Her response is reflective of a new, more aggressive tack by SEIU that has left an increasing number of Democratic candidates targets of the politically powerful union. On Tuesday, SEIU released an ad accusing Lincoln of siding with insurance companies during the healthcare reform debate, part of a $1 million independent expenditure campaign in Arkansas alone.
Henry said the effort against Lincoln and other Democrats was a continuation of SEIU’s long-held belief that politicians of both parties must be judged on their support of workers’ rights, including letting people organize into unions.
“This is not about being Republican or Democrat,” Henry said. “We want to begin to train ourselves and our rank-and-file leaders to keep evaluating people based on working people’s issues.”
Henry, hardly as well-known as her predecessor, Andy Stern, was the surprise winner over Stern’s chosen pick, SEIU Secretary-Treasurer Anna Burger. Stern announced his resignation last month. Henry was able to round up support quickly and Burger bowed out of the race, allowing Henry to win the SEIU presidency uncontested.
But Henry indicated Tuesday that she would continue Stern’s work, rather than change course. She described the 14-year president’s mark on SEIU as “everlasting.”
“I don’t think I will do things differently. I think I will renew the core mission for our mission that he established,” Henry said. “I think it will be more renewing the core values that he set in place when he first took office.”
Henry said her three priorities would be renewing SEIU’s commitment to union organizing, refocusing the group’s political programs at the national and grassroots levels to work together and restoring its relationships with the rest of the labor movement.
The new SEIU president said she wants to continue the union’s organizing efforts in the healthcare and property service sectors — such as security guards and janitors — and is working on launching a new union of early education professionals. With a heavy SEIU presence on the coasts, Henry said she will invest more to expand the union’s membership in the Midwest and Southwest.
One area Henry is backing away from is Stern’s dispute with Unite Here, the hotel and garment workers union; a breakaway faction joined the SEIU. Henry said she has heard from union leaders who want the conflict resolved.
“I think it will help unleash a lot of talent and resources to focus on the core mission of the union,” Henry said. “It could be a great moment and reset the table to get this done.”
But Henry is not relenting in the matter of the union’s battle with the National Union of Healthcare Workers (NUHW), which broke off from an SEIU-affiliated union in California.
With the healthcare reform bill now signed into law, Henry said the union’s top legislative priority is moving comprehensive immigration reform legislation.
Calling SEIU a “union of immigrants,” Henry said passing immigration reform would boost the economy by allowing more people to contribute to the U.S. economy and stop exploitation of immigrant workers by employers. In addition, Arizona’s new immigration law, which requires that police question anyone they suspect may be in the state illegally, has lit a fire with union members.
“Our members are burning about the law they signed in Arizona. They want to take action and stop it now,” Henry said. SEIU has announced a boycott of the state.

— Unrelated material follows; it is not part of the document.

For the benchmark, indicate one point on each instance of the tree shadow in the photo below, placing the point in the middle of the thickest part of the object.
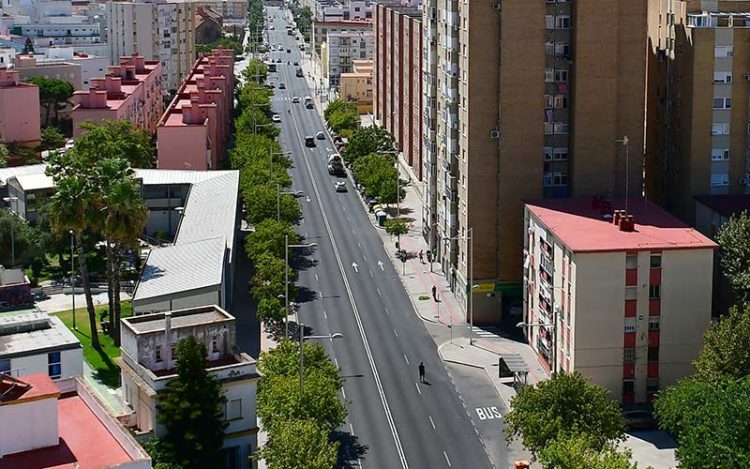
(350, 449)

Henry said a vote on it would be welcome, but that’s unlikely this year as Democrats no longer have the 60 votes needed to overcome a Senate filibuster.
“Any action that helps make the case about why non-union workers need to be able to freely form unions without employer interference is a good thing,” Henry said. “If we can have a vote on that question, and began to have that debate about why workers need unions in order to address the economic crisis in this country, that’s a good thing.”